Rolleston College is the only secondary school in the town of Rolleston, New Zealand. The school is described as a future-focused and inclusive co-educational state high school. The school is one of the largest secondary schools in the South Island having a roll of 1,435 as of 1 July 2022.

History 
Construction on the school began in July 2015, and was completed in January 2017.

Rolleston College was opened on 30 January 2017, and was initially open only to Year 9 students in the first year of secondary school. The school added year levels annually as the 2017 Year 9 cohort moved through; the school opened to all year levels (Years 9 to 13) in January 2021.

At the time of opening, Rolleston College was the first state high school to open in Canterbury in more than 30 years. Prior to Rolleston College's opening, the nearest secondary school to Rolleston was Lincoln High School in the town of Lincoln.

Staff 
The school consists of approximately 150 teachers, and 200 total staff. The principal is Rachel Skelton who replaced the first principal Steve Saville in 2020 after he stepped down in December 2019.

Future expansions 
The school plans to create a second campus, as the original campus was not designed to cater for upwards of 1,500 students. The second campus is planned to house senior students, while the original campus would be exclusively for juniors The second campus is expected to open in 2025.
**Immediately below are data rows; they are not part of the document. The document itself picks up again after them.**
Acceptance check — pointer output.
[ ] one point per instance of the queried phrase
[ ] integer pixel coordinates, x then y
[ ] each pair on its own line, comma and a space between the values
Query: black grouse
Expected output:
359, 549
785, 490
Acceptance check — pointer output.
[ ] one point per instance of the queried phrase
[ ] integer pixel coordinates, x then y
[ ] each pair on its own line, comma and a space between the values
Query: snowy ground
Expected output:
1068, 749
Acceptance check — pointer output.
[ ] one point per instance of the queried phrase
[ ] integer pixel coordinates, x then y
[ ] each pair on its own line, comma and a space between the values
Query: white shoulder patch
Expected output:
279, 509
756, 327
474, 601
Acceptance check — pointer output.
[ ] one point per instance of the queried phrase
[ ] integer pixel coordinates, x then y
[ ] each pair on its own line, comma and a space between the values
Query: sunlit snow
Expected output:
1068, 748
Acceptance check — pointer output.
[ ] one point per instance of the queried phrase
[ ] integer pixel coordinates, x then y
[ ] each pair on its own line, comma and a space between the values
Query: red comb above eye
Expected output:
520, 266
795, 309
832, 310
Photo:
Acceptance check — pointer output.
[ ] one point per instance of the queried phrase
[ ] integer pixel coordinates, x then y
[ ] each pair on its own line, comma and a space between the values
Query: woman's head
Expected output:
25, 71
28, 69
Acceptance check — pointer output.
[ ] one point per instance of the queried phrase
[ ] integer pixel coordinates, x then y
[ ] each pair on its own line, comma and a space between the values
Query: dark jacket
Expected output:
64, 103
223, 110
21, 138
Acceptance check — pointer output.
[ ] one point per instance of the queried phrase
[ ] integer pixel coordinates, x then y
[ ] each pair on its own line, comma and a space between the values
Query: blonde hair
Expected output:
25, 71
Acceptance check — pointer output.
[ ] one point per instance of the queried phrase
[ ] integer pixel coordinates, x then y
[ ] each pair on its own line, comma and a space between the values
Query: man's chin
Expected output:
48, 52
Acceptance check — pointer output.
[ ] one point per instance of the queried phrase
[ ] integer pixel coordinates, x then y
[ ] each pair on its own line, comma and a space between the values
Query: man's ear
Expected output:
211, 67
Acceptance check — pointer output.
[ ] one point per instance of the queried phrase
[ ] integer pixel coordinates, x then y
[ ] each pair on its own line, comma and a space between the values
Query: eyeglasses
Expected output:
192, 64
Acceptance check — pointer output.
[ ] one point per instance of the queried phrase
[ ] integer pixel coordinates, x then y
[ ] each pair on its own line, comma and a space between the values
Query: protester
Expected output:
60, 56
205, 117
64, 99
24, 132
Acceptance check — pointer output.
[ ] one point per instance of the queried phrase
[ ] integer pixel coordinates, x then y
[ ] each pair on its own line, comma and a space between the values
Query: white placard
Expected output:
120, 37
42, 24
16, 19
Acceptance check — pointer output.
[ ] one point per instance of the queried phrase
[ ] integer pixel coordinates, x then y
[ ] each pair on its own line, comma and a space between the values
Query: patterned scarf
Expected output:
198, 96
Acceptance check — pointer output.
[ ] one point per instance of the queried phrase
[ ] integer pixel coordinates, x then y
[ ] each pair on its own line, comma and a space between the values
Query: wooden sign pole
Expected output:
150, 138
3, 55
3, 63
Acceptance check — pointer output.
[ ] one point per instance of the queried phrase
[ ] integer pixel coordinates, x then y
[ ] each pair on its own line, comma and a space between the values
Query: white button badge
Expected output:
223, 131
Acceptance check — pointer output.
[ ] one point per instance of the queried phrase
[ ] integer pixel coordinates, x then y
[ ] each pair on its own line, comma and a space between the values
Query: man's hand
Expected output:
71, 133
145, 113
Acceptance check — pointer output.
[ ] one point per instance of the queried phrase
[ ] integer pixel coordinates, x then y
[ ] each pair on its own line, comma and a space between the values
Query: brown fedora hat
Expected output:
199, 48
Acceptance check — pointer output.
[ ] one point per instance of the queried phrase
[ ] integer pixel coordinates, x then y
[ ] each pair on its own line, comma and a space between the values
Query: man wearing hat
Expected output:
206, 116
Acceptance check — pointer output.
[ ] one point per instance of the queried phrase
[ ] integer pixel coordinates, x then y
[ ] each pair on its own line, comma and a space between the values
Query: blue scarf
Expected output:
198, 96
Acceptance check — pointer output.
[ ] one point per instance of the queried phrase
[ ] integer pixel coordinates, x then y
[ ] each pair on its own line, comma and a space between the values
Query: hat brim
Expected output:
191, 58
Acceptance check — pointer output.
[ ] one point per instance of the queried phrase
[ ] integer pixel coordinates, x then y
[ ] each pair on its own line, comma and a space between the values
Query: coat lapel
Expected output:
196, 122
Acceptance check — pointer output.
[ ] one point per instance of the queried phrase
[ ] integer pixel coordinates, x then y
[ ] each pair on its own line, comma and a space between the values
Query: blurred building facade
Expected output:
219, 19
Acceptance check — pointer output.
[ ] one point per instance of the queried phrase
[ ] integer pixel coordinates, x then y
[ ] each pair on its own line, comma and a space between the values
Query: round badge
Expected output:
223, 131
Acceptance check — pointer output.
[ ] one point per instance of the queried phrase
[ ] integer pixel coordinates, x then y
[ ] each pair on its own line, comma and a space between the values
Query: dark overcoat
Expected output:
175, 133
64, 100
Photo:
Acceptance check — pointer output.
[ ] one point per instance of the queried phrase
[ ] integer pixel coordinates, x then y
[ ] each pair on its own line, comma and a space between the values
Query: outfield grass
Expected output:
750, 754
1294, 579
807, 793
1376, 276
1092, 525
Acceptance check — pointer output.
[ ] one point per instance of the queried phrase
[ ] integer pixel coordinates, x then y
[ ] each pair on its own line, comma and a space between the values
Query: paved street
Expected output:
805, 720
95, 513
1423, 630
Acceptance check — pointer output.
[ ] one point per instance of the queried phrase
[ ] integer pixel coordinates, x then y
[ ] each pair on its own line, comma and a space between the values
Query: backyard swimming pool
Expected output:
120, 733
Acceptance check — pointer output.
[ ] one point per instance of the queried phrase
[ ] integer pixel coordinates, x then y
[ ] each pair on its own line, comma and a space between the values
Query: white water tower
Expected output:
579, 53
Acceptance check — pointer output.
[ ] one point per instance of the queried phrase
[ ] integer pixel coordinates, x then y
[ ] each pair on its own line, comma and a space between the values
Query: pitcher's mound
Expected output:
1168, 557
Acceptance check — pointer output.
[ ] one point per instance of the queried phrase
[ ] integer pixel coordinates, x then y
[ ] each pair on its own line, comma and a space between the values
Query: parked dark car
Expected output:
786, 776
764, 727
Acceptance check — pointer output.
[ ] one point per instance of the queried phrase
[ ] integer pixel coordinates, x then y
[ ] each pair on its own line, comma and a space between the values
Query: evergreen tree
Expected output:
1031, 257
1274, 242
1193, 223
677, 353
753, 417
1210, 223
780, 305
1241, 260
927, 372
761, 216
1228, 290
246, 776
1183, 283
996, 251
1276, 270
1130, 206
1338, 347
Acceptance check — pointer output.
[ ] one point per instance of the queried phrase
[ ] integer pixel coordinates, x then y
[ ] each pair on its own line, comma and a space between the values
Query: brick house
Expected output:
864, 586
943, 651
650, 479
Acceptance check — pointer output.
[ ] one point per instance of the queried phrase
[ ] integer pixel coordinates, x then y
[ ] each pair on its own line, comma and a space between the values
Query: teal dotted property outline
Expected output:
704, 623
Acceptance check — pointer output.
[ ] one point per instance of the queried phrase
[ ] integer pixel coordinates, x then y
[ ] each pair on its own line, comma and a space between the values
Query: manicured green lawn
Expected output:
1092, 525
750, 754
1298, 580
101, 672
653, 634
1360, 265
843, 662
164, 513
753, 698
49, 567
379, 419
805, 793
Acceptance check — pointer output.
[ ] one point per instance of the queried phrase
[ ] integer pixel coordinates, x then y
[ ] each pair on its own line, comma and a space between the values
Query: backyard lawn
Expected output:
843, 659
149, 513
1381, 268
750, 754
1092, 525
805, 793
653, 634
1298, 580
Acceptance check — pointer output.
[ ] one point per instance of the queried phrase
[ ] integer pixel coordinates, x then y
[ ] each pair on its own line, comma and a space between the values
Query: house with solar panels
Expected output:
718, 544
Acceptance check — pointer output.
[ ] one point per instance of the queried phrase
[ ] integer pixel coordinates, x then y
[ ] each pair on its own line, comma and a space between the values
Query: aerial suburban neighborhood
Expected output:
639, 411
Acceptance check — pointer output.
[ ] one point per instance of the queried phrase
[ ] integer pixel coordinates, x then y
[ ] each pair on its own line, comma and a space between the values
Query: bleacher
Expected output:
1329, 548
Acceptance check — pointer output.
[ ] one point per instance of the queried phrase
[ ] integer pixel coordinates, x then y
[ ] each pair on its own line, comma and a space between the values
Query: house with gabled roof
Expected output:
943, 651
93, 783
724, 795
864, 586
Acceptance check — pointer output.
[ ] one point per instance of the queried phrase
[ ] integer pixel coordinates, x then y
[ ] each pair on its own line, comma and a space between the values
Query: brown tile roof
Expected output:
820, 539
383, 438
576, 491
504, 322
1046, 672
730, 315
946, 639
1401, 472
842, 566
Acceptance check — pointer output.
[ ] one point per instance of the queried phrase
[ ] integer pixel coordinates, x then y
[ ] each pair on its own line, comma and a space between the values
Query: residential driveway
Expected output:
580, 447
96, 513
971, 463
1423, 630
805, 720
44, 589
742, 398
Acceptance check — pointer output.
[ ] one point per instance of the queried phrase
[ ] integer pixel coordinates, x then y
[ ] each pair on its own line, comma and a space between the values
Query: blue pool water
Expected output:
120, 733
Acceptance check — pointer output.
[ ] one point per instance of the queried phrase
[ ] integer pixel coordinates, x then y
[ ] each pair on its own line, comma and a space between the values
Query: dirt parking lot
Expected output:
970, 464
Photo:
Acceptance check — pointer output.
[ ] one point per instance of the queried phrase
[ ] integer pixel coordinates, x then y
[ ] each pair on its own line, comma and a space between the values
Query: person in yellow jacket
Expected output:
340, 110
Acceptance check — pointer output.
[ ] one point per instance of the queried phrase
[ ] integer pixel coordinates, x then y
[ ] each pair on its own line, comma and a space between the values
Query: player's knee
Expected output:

There has been some criticism of this decision, with some critics saying that opting to create a second secondary school in Rolleston would have been the more favorable decision.

Then-Minister of Education Chris Hipkins said at the end of 2021, when making the land purchase announcement, that the expansion would take the college’s capacity to about 3400 students. If the school reaches or exceeds its future capacity, that would make Rolleston College the largest school in New Zealand, beating out Rangitoto College in Auckland, which has around 3200 students.